I recently spent a week and a half in Toronto, after having been gone for nine months, and the city’s changed already! There’s a stretch of Bloor street that’s notorious for having new shops open every few months, and others disappearing when the rent gets too high. Just west of that a new board game cafe opened while I was gone. For $5 you can sit there as long as you want and play as many boardgames as you like. They have close to two thousand games, all stacked in IKEA Expedit shelving along the long wall of the cafe.

While waiting for Nadia to show up, I spotted a game that I’d read a review of. I had been meaning to play Pandemic, and here it was! Nadia was also up for a game of pandemic eradication, so we got out the multi-page instructions and tried to figure it out.

The girl sitting at the table next to us commented “Wow, your game sounds complicated” when we had to refer to the instructions for the millionth time. “Have you been the infection yet this round?” “You still need to take another card – we only just did the epidemic card.” “Don’t forget to move the outbreak marker.”

The goal of the game was to win, as a team, against the spreading infections. The game itself could win from all the players by making them run out of cards or playing pieces, or after eight epidemic outbreaks. The players could win by finding cures against all diseases. Once you had a cure, you could then also eradicate that disease, making it impossible to get new infections of that type.

To find a cure, you needed 5 similarly-coloured cards, and a research station.
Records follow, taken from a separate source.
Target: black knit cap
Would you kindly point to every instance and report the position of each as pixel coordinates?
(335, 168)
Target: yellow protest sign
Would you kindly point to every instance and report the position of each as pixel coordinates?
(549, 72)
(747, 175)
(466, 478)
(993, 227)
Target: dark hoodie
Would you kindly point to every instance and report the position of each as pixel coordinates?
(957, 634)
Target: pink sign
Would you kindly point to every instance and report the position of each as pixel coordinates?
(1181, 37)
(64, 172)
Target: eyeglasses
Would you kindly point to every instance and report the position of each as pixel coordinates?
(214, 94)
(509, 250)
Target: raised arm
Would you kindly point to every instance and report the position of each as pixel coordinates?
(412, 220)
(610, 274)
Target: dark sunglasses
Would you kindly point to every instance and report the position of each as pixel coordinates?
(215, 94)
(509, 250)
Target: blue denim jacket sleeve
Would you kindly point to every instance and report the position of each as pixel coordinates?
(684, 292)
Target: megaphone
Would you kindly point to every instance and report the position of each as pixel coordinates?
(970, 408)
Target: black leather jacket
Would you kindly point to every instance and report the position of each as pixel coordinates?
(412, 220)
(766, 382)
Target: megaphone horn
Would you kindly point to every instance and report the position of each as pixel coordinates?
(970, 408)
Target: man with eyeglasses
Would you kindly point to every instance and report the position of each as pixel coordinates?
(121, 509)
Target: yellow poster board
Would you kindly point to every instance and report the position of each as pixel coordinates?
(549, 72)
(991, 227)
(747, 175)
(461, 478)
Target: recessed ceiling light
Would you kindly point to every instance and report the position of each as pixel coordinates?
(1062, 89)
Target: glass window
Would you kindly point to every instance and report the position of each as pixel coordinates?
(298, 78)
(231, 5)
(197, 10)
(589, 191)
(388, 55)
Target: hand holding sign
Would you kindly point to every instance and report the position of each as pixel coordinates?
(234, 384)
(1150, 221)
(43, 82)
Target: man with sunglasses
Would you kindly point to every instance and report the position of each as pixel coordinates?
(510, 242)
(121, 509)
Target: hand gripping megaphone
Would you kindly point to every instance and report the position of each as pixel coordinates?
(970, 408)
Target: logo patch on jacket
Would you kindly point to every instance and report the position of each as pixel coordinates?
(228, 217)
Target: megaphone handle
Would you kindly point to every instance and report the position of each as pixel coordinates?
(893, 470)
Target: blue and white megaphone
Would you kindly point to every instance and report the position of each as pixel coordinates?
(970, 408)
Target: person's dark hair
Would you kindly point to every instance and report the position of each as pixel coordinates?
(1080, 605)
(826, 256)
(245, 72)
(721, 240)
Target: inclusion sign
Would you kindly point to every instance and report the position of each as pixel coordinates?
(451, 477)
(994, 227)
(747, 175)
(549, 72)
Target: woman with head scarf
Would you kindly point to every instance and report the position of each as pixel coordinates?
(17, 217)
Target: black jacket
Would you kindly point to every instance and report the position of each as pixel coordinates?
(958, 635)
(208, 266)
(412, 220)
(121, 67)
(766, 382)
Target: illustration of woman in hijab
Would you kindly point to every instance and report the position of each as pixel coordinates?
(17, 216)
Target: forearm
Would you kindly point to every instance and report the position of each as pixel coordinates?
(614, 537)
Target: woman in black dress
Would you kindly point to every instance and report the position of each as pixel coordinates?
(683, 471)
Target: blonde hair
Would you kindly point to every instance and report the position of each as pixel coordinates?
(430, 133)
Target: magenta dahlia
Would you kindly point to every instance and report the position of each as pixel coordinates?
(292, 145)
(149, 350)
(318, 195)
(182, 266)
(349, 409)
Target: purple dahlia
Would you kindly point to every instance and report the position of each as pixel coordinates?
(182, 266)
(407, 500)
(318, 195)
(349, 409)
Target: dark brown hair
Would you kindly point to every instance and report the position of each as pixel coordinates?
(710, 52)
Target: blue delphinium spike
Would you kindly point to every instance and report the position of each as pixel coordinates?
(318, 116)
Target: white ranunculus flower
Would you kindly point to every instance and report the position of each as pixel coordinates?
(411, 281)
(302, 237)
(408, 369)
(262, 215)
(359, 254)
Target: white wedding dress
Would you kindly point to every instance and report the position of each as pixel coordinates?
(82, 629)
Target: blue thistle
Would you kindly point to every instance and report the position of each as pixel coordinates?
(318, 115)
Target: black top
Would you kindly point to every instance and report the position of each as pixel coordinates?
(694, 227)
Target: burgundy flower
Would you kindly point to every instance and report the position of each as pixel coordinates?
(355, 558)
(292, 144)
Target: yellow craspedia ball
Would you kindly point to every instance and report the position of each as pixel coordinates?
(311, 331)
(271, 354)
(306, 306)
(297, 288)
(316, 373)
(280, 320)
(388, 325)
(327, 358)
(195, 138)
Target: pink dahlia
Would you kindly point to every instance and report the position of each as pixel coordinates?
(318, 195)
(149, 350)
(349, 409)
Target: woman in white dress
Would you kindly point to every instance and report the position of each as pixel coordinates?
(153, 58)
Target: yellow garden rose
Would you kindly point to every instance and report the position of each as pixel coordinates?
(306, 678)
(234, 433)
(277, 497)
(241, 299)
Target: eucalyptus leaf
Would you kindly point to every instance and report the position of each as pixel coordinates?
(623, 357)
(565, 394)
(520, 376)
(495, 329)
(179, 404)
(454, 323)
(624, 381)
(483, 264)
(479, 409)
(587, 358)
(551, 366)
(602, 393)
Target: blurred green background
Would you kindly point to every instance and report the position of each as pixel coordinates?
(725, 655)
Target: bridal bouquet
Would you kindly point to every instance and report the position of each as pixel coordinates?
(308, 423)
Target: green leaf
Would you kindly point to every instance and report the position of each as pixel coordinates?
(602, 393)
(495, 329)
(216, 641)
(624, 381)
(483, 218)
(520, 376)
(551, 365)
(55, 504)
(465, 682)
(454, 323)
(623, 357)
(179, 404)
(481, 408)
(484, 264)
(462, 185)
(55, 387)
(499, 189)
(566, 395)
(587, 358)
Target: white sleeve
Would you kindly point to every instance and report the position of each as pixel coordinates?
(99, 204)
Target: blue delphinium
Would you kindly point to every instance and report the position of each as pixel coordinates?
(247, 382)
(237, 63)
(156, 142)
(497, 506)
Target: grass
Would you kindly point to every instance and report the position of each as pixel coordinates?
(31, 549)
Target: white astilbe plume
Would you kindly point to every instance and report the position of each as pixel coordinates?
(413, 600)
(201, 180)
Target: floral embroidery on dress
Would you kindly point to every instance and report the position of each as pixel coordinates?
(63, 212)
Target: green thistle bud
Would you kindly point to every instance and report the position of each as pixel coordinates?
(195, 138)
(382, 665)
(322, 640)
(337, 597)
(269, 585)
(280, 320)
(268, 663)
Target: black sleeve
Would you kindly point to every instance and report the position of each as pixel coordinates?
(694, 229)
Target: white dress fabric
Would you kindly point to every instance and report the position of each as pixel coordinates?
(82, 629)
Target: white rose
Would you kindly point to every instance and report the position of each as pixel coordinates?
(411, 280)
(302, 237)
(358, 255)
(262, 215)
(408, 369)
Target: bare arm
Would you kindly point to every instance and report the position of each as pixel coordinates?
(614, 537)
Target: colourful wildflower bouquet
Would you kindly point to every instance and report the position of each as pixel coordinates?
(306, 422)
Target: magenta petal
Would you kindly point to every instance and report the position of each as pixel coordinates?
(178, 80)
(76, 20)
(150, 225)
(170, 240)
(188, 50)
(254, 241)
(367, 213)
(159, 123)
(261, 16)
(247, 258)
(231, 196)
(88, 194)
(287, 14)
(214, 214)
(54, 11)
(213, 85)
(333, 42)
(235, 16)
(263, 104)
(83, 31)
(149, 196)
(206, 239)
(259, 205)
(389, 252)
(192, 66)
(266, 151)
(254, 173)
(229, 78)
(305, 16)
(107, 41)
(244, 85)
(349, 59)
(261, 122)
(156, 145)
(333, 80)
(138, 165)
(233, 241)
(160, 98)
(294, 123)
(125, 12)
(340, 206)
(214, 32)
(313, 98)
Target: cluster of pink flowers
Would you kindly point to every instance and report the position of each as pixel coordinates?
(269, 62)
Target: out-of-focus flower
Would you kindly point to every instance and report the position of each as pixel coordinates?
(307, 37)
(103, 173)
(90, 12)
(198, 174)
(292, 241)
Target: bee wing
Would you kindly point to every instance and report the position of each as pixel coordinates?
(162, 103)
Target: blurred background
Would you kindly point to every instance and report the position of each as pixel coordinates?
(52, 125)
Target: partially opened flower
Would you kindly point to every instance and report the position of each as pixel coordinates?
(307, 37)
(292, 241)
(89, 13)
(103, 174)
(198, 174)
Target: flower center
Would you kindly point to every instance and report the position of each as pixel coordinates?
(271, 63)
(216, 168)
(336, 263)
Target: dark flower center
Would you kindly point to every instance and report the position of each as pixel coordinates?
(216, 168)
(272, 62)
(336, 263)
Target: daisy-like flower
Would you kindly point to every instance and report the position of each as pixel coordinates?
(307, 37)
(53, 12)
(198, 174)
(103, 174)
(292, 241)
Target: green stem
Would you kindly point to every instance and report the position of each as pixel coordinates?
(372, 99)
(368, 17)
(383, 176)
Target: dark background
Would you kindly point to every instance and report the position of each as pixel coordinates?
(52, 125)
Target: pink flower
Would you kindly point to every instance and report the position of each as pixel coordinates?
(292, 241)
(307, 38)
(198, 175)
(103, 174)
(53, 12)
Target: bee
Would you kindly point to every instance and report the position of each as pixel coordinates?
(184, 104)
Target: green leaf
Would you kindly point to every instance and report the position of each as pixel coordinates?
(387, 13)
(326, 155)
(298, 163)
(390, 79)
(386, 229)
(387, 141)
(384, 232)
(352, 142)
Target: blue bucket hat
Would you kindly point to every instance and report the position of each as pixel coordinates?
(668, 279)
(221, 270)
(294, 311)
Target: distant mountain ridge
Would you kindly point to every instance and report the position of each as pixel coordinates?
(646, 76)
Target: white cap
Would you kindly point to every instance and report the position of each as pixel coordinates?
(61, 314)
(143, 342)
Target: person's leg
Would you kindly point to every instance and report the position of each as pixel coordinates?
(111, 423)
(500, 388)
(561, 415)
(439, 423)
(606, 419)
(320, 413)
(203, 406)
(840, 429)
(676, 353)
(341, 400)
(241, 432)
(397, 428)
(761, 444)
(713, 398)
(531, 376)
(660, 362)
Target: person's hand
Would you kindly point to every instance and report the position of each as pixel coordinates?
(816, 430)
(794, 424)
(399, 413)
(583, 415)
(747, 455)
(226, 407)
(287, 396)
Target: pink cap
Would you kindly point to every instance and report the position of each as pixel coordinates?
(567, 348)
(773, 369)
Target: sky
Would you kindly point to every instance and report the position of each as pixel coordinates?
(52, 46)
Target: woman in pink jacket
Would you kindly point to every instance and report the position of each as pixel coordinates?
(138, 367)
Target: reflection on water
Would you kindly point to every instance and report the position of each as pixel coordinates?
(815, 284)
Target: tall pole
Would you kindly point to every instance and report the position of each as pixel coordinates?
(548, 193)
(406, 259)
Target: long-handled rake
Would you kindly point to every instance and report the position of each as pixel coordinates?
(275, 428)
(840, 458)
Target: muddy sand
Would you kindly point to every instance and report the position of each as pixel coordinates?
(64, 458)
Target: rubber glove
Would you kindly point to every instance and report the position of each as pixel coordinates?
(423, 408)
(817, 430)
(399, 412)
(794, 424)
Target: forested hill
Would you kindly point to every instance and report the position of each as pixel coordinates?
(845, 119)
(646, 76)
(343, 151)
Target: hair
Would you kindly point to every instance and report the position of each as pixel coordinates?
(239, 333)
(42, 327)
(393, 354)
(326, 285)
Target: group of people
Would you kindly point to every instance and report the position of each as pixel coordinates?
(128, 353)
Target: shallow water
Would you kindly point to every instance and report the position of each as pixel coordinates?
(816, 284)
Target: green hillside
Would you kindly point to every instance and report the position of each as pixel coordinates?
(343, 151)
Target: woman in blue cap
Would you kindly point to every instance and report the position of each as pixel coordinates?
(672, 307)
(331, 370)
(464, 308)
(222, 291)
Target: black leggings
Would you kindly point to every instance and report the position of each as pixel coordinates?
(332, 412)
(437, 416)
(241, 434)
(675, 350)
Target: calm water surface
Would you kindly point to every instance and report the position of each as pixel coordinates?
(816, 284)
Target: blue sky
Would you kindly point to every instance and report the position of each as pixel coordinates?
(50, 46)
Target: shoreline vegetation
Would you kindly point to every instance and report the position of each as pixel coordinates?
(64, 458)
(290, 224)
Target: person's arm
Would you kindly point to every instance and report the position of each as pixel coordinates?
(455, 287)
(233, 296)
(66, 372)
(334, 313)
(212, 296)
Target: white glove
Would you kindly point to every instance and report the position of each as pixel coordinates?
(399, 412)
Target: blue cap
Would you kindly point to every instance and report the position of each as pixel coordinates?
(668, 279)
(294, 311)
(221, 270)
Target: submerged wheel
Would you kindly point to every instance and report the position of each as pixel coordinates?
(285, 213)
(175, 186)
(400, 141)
Building a research station was, relatively speaking, the easiest move in the game. It only cost as much as a plane ticket, and if you were lucky, you could even use this card, making it entirely free:

Don’t you wish you had that card in real life?

Nadia and I were battling the imaginary diseases as hard as we could, but even though the game had assigned us the awesome roles of scientist and medic, respectively, we couldn’t seem to win. After playing for more than two hours, and cheating a little by not admitting defeat when the pile of playing cards ran out (an instant loss, according to the game), we wondered how anyone was ever able to beat Pandemic. We were collaborating and playing well, and had still only wiped out two of the four diseases from the map. That’s when we read the instructions again…. We were supposed to find cures to all diseases, not entirely eradicate them! We’d been playing with all the cures for over an hour, trying our best to entirely get rid of every single pathogen on the board, but that went way above and beyond the call of duty.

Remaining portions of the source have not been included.